Ofsted highlights that the local authority has made excellent progress in promoting permanence for children through adoption, and the service, which was inadequate at the last inspection, is now good. Care leavers are well supported to make a successful transition to adulthood. They develop trusting relationships with staff who are tenacious in helping them to make the right choices and develop the right skills.
Ofsted recommends that Knowsley should:
- Ensure that all plans and reviews of plans are focused on improving outcomes for children and young people and are informed by an up-to-date, holistic assessment of need. This includes child in need plans, child protection plans, care plans, pathway plans and personal education plans.
- Improve the standard of social work to families under the pre-proceedings phase of the Public Law Outline and ensure that the rationale for their entering or leaving pre-proceedings is clearly recorded.
- Ensure that child permanence reports are child centred and comprehensive, with sufficient detail to give a good understanding of birth parents’ histories.
- Ensure that all care leavers have access to and understand their health histories.

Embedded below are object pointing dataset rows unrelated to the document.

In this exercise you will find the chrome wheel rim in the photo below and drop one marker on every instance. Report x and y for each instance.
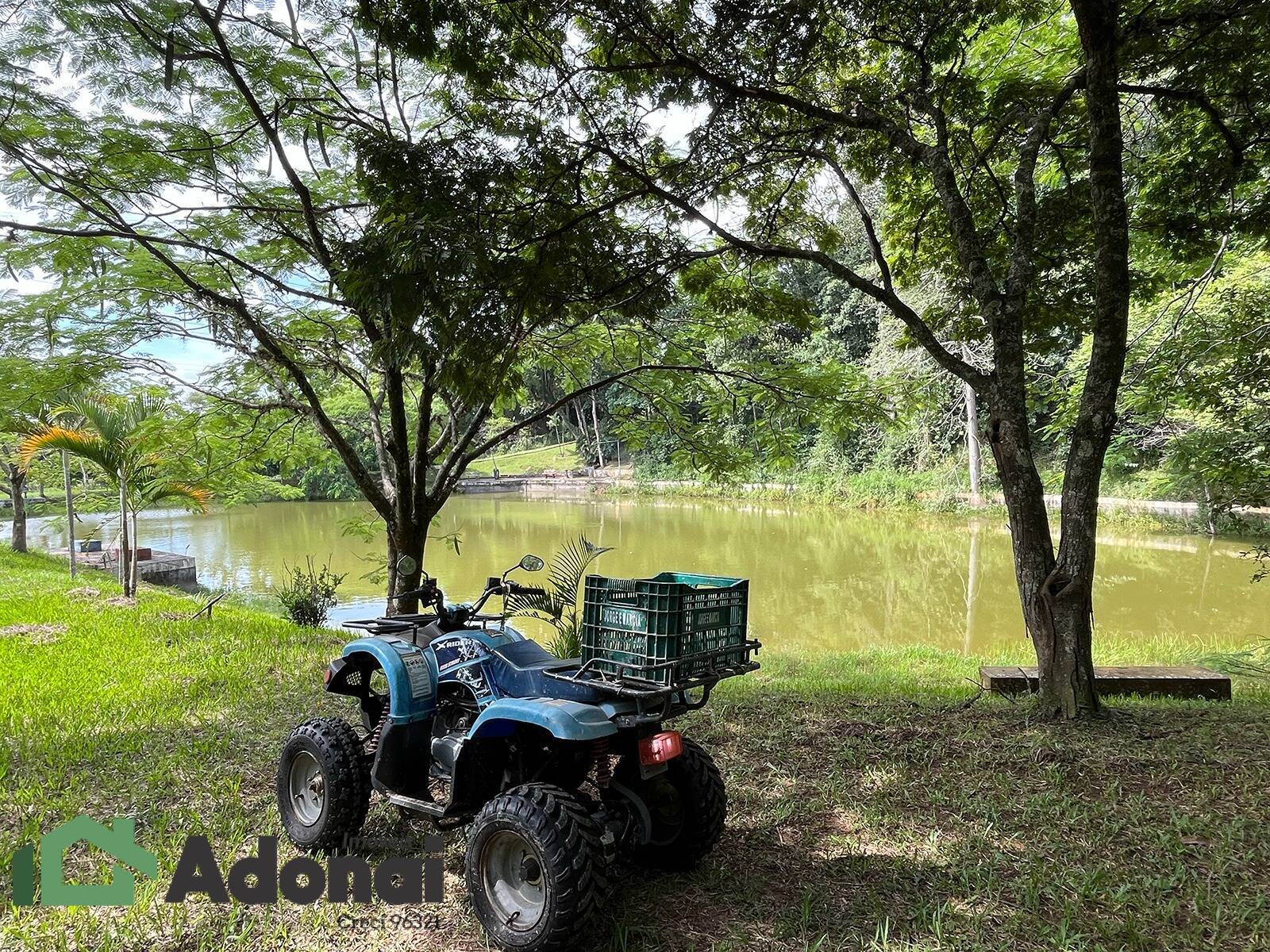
(514, 880)
(308, 787)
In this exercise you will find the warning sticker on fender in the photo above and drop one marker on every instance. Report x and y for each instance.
(421, 679)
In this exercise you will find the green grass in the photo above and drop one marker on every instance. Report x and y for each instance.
(876, 800)
(527, 463)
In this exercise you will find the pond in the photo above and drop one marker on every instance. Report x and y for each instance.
(819, 578)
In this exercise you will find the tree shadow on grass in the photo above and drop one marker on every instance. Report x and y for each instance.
(755, 892)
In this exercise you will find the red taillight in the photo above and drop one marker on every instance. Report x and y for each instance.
(660, 748)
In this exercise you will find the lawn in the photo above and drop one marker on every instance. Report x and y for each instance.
(527, 463)
(874, 801)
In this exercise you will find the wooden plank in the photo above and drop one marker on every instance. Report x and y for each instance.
(1184, 681)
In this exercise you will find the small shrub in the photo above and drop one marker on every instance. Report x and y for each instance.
(309, 594)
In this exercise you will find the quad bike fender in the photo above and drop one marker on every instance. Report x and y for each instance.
(410, 673)
(564, 720)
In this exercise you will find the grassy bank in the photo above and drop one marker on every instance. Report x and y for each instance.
(874, 804)
(559, 459)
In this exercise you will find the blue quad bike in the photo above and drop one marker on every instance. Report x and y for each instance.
(560, 774)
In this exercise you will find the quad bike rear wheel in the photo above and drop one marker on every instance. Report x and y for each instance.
(686, 806)
(535, 869)
(324, 785)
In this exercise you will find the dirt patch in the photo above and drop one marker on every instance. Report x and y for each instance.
(35, 634)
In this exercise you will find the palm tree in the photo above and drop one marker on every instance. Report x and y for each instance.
(114, 436)
(558, 605)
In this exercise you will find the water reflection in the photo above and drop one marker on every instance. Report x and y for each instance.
(821, 579)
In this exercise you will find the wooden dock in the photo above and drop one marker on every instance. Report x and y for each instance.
(1184, 682)
(159, 569)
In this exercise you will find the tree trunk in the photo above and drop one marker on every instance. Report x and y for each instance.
(124, 535)
(18, 492)
(1052, 612)
(595, 422)
(133, 556)
(408, 536)
(70, 509)
(972, 444)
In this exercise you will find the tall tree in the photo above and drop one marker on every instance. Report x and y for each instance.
(341, 221)
(997, 133)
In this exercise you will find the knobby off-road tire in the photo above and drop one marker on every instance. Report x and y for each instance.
(687, 805)
(535, 869)
(323, 812)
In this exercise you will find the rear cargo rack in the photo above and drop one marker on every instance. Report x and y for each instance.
(654, 701)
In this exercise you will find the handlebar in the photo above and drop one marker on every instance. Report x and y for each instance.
(495, 585)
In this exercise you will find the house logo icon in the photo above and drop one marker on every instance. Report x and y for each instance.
(118, 841)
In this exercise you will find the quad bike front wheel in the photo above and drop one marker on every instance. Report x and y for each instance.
(324, 785)
(535, 869)
(686, 806)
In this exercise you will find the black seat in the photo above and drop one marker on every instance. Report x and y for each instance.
(518, 672)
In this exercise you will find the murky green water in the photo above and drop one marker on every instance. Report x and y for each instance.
(821, 578)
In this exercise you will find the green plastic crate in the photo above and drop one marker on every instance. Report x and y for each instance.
(629, 626)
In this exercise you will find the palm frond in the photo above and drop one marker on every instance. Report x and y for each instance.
(571, 564)
(196, 495)
(102, 416)
(76, 442)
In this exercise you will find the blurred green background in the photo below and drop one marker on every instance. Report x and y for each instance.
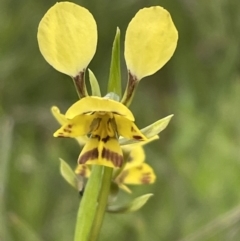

Bec Burrows, a social worker in Children’s Social Care at Knowsley, said: “I started to work at the Council shortly after the Ofsted inspection in 2014. Children’s social care in Knowsley has completely transformed and the place is unrecognisable compared to three years ago. Just a few examples of how things have changed includes better communications at a team and corporate level, a better working environment, the co-location of teams has improved cross-team working, investment in technology and tools has helped us to do our jobs and engage with our children’s and families in different ways. It really is a great place to work and I’m pleased that Ofsted has formally recognised the great service we deliver.”
Cllr Joan Lilly, Cabinet Member for Children’s Services, added: “I’m delighted with this judgement, which reflects the hard work and commitment of our staff and partners in delivering services to our children, young people and families. For Ofsted to identify so many areas of improvement, referring to our cultural and structural transformation in children’s social care is a great achievement in such as short space of time. This really has been a whole Council approach, supported by our partners, with all services playing their part. I look forward to building on this success as we continue to further develop our services and ensure our children and families get the best from us in order for them to develop their own potential and prosper.”